Table 1: Overview Luminescence Induction and Cell Viability in Experiment 1 and 2

Concentration (μg/mL)	0.049	0.098	0.20	0.39	0.78	1.6	3.1	6.3	13	25	50	100
Exp 1 luminescence	0.91	1.05	0.99	0.97	0.98	0.99	1.03	1.02	0.92	0.94	0.92	0.92
Exp 1 viability (%)	110	115	111	107	106	110	109	106	105	107	106	108
Exp 2 luminescence	1.36	1.06	1.10	1.17	1.17	1.17	1.21	1.10	1.17	1.15	1.07	0.96
Exp 2 viability (%)	76	78	79	77	77	74	74	76	76	77	76	81

 

Table 2: Overview Luminescence Induction and Cell Viability Positive Control EDMG in Experiment 1 and 2

Concentration (μM)	7.8	16	31	63	125	250
Exp 1 luminescence	0.93	0.97	1.05	1.23	1.51***	1.87***
Exp 1 viability (%)	111	110	101	104	101	97
Exp 2 luminescence	0.87	1.03	1.11	1.43	1.70***	2.25***
Exp 2 viability (%)	77	76	76	76	76	76
*** p < 0.001 Student’s t test

 

Table 3: Overview EC_1.5, I_max, IC₃₀ and IC₅₀ Values

	EC1.5 (μg/mL)	Imax	IC30 (μg/mL)	IC50 (μg/mL)
Test item Exp 1	NA	1.05	NA	NA
Test item Exp 2	NA	1.36	NA	NA
	EC1.5 (μM)	Imax	IC30 (μM)	IC50 (μM)
Positive control Exp 1	122	1.87	NA	NA
Positive control Exp 2	79	2.25	NA	NA
NA = Not applicable

 

Table 4: Historical Control Data for the KeratinoSens^TM Studies

	Positive control
	EC1.5 (μM)	Imax
Range (mean ± 2x SD)	-8.4 - 115	-5.67 – 12.54
Mean	53.5	3.43
SD	31.0	4.55
n	531	531
SD = Standard deviation n = Number of observations The above-mentioned historical control data range of the controls were obtained by collecting all data over the period of May 2018 to May 2021.

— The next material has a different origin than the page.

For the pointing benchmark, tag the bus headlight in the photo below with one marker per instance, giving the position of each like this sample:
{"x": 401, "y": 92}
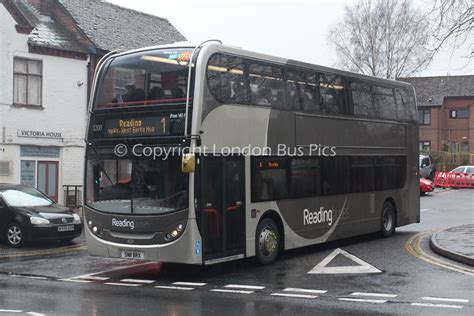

Interpretation of results:

other: Inconclusive based on the key event 'keratinocyte activation'

Conclusions:

There is regulatory acceptance in the EU for the application of the KeratinoSens™ test method to address key event 2, keratinocyte activation, in the skin sensitisation Adverse Outcome Pathway.
Under the conditions of the test, Esterification products of fatty acids, C18 (unsaturated) alkyl and adipic acid with pentaerythritol did not show a keratinocyte activating potential (no biologically relevant activation of the antioxidant/electrophile responsive element (ARE)-dependent pathway in keratinocytes). However, the negative results were obtained with concentrations < 200 μg/mL and the maximal tested concentration did not reach cytotoxicity (< 70% viability), therefore, the results are considered as inconclusive.